’A broad belt of waste land follows gradually in the steps of cultivation. If it expands, its centre and its cradle dies, and on the outer borders only do we find green shoots. But it is not impossible, only difficult, for man, without renouncing the advantage of culture itself, one day to make reparation for the injury which he has inflicted; he is the appointed lord of creation. True it is that thorns and thistles, ill-favoured and poisonous plants, well named by botanists “rubbish-plants,” mark the track which man has proudly traversed through the earth. Before him lay original Nature in her wild but sublime beauty. Behind him he leaves the desert, a deformed and ruined land; for childish desire of destruction or thoughtless squandering of vegetable treasures has destroyed the character of Nature; and, terrified, man himself flies from the arena of his actions, leaving the impoverished earth to barbarous races or to animals, so long as yet another spot in virgin beauty smiles before him. Here, again, in selfish pursuit of profit, and, consciously or unconsciously, following the abominable principle of the great moral vileness which one man has expressed— “Apres nous le deluge”—he begins anew the work of destruction. Thus did cultivation, driven out, leave the East, and perhaps the Deserts formerly robbed of their coverings: like the wild hordes of old over beautiful Greece, thus rolls the conquest with fearful rapidity from east to west through America; and the planter now often leaves the already exhausted land, the eastern climate becomes infertile through the demolition of the forests, to introduce a similar revolution into the far West.’
For a couple of miles or more we trotted on through this jungle, till suddenly we saw light ahead; and in five minutes the forest ended, and a scene opened before us which made me understand the admiration which Humboldt and other travellers have expressed at the far vaster Savannas of the Orinoco.
A large sheet of gray-green grass, bordered by the forest wall, as far as the eye could see, and dotted with low bushes, weltered in mirage; while stretching out into it, some half a mile off, a gray promontory into a green sea, was an object which filled me with more awe and admiration than anything which I had seen in the island.

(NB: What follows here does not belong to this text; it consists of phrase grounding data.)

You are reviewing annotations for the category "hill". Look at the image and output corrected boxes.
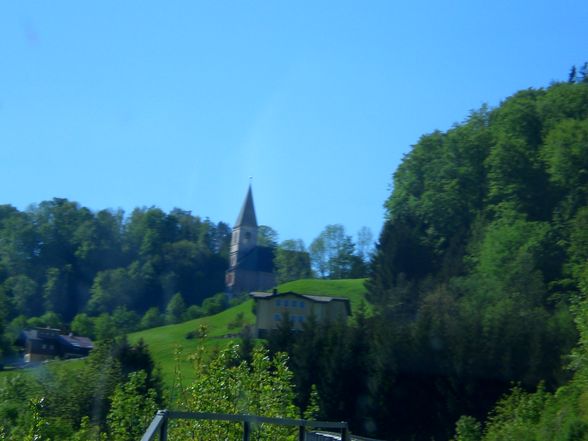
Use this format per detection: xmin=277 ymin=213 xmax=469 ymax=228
xmin=277 ymin=278 xmax=368 ymax=313
xmin=129 ymin=278 xmax=369 ymax=385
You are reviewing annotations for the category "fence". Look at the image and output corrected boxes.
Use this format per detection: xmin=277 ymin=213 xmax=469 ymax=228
xmin=140 ymin=410 xmax=350 ymax=441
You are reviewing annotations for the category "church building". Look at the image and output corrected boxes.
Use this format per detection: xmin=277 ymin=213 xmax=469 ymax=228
xmin=225 ymin=186 xmax=276 ymax=296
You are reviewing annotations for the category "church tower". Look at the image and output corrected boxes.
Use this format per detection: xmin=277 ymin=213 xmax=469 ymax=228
xmin=229 ymin=185 xmax=258 ymax=268
xmin=225 ymin=185 xmax=276 ymax=296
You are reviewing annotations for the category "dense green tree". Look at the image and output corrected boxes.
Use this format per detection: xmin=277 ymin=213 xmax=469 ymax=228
xmin=93 ymin=313 xmax=118 ymax=341
xmin=171 ymin=344 xmax=303 ymax=441
xmin=274 ymin=239 xmax=312 ymax=283
xmin=139 ymin=307 xmax=163 ymax=330
xmin=310 ymin=225 xmax=357 ymax=279
xmin=4 ymin=275 xmax=39 ymax=317
xmin=70 ymin=313 xmax=95 ymax=338
xmin=111 ymin=307 xmax=139 ymax=335
xmin=87 ymin=268 xmax=136 ymax=314
xmin=257 ymin=225 xmax=279 ymax=248
xmin=106 ymin=370 xmax=158 ymax=441
xmin=165 ymin=293 xmax=186 ymax=324
xmin=43 ymin=267 xmax=71 ymax=319
xmin=201 ymin=292 xmax=226 ymax=316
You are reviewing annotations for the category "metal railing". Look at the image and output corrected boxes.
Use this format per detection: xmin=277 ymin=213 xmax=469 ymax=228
xmin=140 ymin=409 xmax=349 ymax=441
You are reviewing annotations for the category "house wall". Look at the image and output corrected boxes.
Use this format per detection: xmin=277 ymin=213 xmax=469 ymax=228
xmin=25 ymin=340 xmax=58 ymax=362
xmin=255 ymin=294 xmax=348 ymax=336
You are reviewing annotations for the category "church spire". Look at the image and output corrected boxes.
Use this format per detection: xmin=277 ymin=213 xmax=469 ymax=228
xmin=234 ymin=185 xmax=258 ymax=228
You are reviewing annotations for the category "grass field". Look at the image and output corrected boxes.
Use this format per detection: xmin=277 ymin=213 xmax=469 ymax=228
xmin=128 ymin=299 xmax=255 ymax=383
xmin=277 ymin=278 xmax=369 ymax=313
xmin=126 ymin=278 xmax=369 ymax=386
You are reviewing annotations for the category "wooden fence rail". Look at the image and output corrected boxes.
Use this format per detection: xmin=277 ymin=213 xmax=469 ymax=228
xmin=139 ymin=409 xmax=349 ymax=441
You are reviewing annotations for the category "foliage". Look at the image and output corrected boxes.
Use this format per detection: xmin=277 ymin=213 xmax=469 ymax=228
xmin=0 ymin=202 xmax=231 ymax=338
xmin=0 ymin=338 xmax=161 ymax=439
xmin=106 ymin=370 xmax=158 ymax=441
xmin=257 ymin=225 xmax=279 ymax=248
xmin=310 ymin=224 xmax=355 ymax=278
xmin=139 ymin=307 xmax=163 ymax=329
xmin=255 ymin=78 xmax=588 ymax=440
xmin=165 ymin=293 xmax=187 ymax=325
xmin=170 ymin=344 xmax=303 ymax=441
xmin=275 ymin=239 xmax=312 ymax=284
xmin=357 ymin=78 xmax=588 ymax=439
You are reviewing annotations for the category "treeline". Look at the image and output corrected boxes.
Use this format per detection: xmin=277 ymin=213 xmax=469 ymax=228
xmin=0 ymin=197 xmax=373 ymax=355
xmin=268 ymin=76 xmax=588 ymax=439
xmin=264 ymin=223 xmax=373 ymax=284
xmin=0 ymin=202 xmax=231 ymax=352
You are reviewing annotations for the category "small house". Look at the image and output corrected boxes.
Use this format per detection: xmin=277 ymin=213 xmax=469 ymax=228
xmin=250 ymin=290 xmax=351 ymax=337
xmin=17 ymin=327 xmax=94 ymax=363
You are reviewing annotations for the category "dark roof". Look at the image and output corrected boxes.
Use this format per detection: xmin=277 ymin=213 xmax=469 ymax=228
xmin=250 ymin=290 xmax=351 ymax=315
xmin=18 ymin=328 xmax=93 ymax=349
xmin=59 ymin=334 xmax=94 ymax=350
xmin=20 ymin=328 xmax=61 ymax=341
xmin=234 ymin=185 xmax=257 ymax=228
xmin=236 ymin=246 xmax=275 ymax=272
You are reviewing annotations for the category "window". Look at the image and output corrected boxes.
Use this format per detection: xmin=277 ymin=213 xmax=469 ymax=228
xmin=299 ymin=316 xmax=304 ymax=322
xmin=276 ymin=299 xmax=281 ymax=307
xmin=300 ymin=301 xmax=305 ymax=308
xmin=284 ymin=300 xmax=289 ymax=307
xmin=274 ymin=313 xmax=281 ymax=321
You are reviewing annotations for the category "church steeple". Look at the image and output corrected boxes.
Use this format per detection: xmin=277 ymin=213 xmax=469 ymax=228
xmin=225 ymin=184 xmax=276 ymax=296
xmin=229 ymin=185 xmax=259 ymax=269
xmin=234 ymin=185 xmax=257 ymax=228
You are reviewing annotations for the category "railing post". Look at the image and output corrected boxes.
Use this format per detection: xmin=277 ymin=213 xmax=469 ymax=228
xmin=298 ymin=424 xmax=305 ymax=441
xmin=159 ymin=410 xmax=169 ymax=441
xmin=341 ymin=424 xmax=348 ymax=441
xmin=243 ymin=420 xmax=250 ymax=441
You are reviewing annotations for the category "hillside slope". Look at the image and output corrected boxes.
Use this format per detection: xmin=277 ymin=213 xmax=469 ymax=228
xmin=129 ymin=278 xmax=368 ymax=384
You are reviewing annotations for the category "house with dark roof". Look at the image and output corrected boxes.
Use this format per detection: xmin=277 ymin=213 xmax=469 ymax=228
xmin=17 ymin=327 xmax=94 ymax=363
xmin=250 ymin=290 xmax=351 ymax=337
xmin=225 ymin=185 xmax=276 ymax=296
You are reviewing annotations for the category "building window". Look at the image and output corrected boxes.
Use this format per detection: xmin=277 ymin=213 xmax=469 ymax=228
xmin=300 ymin=301 xmax=305 ymax=308
xmin=284 ymin=300 xmax=289 ymax=307
xmin=299 ymin=316 xmax=304 ymax=322
xmin=274 ymin=313 xmax=281 ymax=321
xmin=276 ymin=299 xmax=281 ymax=307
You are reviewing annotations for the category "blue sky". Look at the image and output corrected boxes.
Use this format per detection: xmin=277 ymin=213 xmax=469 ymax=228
xmin=1 ymin=1 xmax=586 ymax=247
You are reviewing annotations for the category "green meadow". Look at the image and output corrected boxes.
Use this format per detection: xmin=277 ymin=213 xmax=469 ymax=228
xmin=129 ymin=278 xmax=369 ymax=386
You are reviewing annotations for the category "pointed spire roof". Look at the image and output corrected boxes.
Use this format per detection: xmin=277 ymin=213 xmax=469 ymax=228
xmin=235 ymin=185 xmax=257 ymax=227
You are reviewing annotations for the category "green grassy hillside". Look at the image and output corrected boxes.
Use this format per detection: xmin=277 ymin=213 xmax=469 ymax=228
xmin=129 ymin=278 xmax=369 ymax=385
xmin=129 ymin=299 xmax=255 ymax=383
xmin=278 ymin=278 xmax=368 ymax=313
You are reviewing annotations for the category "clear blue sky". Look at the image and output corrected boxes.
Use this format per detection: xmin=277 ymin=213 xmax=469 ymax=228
xmin=1 ymin=1 xmax=586 ymax=247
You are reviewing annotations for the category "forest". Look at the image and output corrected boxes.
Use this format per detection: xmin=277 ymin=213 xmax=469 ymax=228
xmin=271 ymin=71 xmax=588 ymax=440
xmin=0 ymin=204 xmax=234 ymax=346
xmin=1 ymin=69 xmax=588 ymax=440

It was a wood of Moriche palms; like a Greek temple, many hundred yards in length, and, as I guessed, nearly a hundred feet in height; and, like a Greek temple, ending abruptly at its full height. The gray columns, perfectly straight and parallel, supported a dark roof of leaves, gray underneath, and reflecting above, from their broad fans, sheets of pale glittering-light. Such serenity of grandeur I never saw in any group of trees; and when we rode up to it, and tethered our horses in its shade, it seemed to me almost irreverent not to kneel and worship in that temple not made with hands.